Finally, UNEA-4 adopted two resolutions of relevance to the conflict texts adopted at UNEA-2 and UNEA-3. One seeks to create a much-needed internal review system to oversee their implementation, and the other adopted the Pollution Free Planet implementation plan that will – hopefully – address the implementation of UNEA-3’s conflict pollution resolution.
Setting UN Environment’s agenda, or setting the global environmental agenda?
There were signs this week that UNEA is maturing. For example, for the first time UN Environment posted budget estimates for the costs they would face to implement all of the draft resolutions. But with states debating nearly $100m worth of work, it was less clear where this money would come from.
Of perhaps more concern was the lack of ambition and urgency among many states. In spite of the findings of the flagship reports published this week, all of which highlight the scale of the environmental crisis that the world is facing, some governments seemed determined to go backwards on their commitments. Such were the examples of states seeking to undermine agreed language, that many civil society campaigners concluded that their role had mostly been damage limitation.
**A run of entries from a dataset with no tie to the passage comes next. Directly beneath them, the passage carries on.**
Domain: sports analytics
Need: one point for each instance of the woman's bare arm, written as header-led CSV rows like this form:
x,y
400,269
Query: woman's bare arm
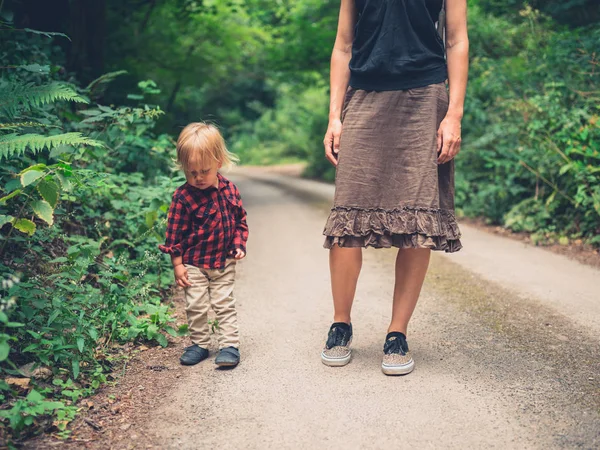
x,y
457,51
339,77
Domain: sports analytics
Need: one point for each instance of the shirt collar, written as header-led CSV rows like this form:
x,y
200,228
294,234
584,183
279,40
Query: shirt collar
x,y
223,183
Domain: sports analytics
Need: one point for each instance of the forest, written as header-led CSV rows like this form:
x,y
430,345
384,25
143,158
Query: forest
x,y
93,95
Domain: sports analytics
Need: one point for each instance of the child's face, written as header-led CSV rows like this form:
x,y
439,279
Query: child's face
x,y
202,177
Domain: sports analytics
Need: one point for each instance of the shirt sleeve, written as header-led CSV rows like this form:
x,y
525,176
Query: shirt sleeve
x,y
240,237
177,225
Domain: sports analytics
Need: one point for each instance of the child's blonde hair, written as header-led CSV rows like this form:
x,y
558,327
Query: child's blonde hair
x,y
202,143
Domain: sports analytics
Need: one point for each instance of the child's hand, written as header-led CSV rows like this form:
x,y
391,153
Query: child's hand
x,y
181,276
239,254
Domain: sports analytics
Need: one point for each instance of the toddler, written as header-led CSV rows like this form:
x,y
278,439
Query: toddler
x,y
206,235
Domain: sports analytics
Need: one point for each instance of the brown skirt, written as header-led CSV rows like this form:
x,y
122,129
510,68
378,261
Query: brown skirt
x,y
389,189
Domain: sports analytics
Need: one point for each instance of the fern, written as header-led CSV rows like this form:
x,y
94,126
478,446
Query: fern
x,y
16,144
16,97
18,125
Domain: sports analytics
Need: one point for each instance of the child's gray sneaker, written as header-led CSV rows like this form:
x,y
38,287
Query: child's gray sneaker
x,y
228,357
396,357
193,355
337,348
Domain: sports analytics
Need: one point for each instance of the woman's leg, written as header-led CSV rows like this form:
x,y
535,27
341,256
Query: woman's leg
x,y
411,268
344,264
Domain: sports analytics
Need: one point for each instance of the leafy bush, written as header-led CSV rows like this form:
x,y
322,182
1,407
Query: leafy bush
x,y
84,193
531,132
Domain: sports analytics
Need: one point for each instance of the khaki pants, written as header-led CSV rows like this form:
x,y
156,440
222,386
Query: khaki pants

The conflict between whether UNEA is just a governing council for UN Environment, or an agenda-setting global “parliament for the environment”, has implications for efforts to address the environmental dimensions of conflicts. Unlike chemicals, Climate Change, biodiversity or desertification, conflict and the environment does not have a platform created by a multilateral agreement. It does not benefit from an intergovernmental process, review conferences or national implementation plans. This means that UNEA could play a unique and critical role in raising awareness, in norm development, and in forcing states to confront, debate and develop positions on the environmental dimensions of conflicts.
But a UNEA that primarily looks inwards, focusing only on UN Environment’s programme of work, seems unlikely to ever be able to become that force for change. People and planet need a UNEA that is permitted by states to drive forward the global environmental agenda. However, whether UNEA or its member states can become mature enough to move in this direction remains to be seen. Norway hold the presidency of UNEA-5 in two years time – could this be an opportunity to help the Assembly move towards reaching its potential?
Doug Weir is CEOBS’ Research and Policy Director. This blog is dedicated to all those who lost their lives in the Ethiopian Airlines disaster, their families, friends and colleagues.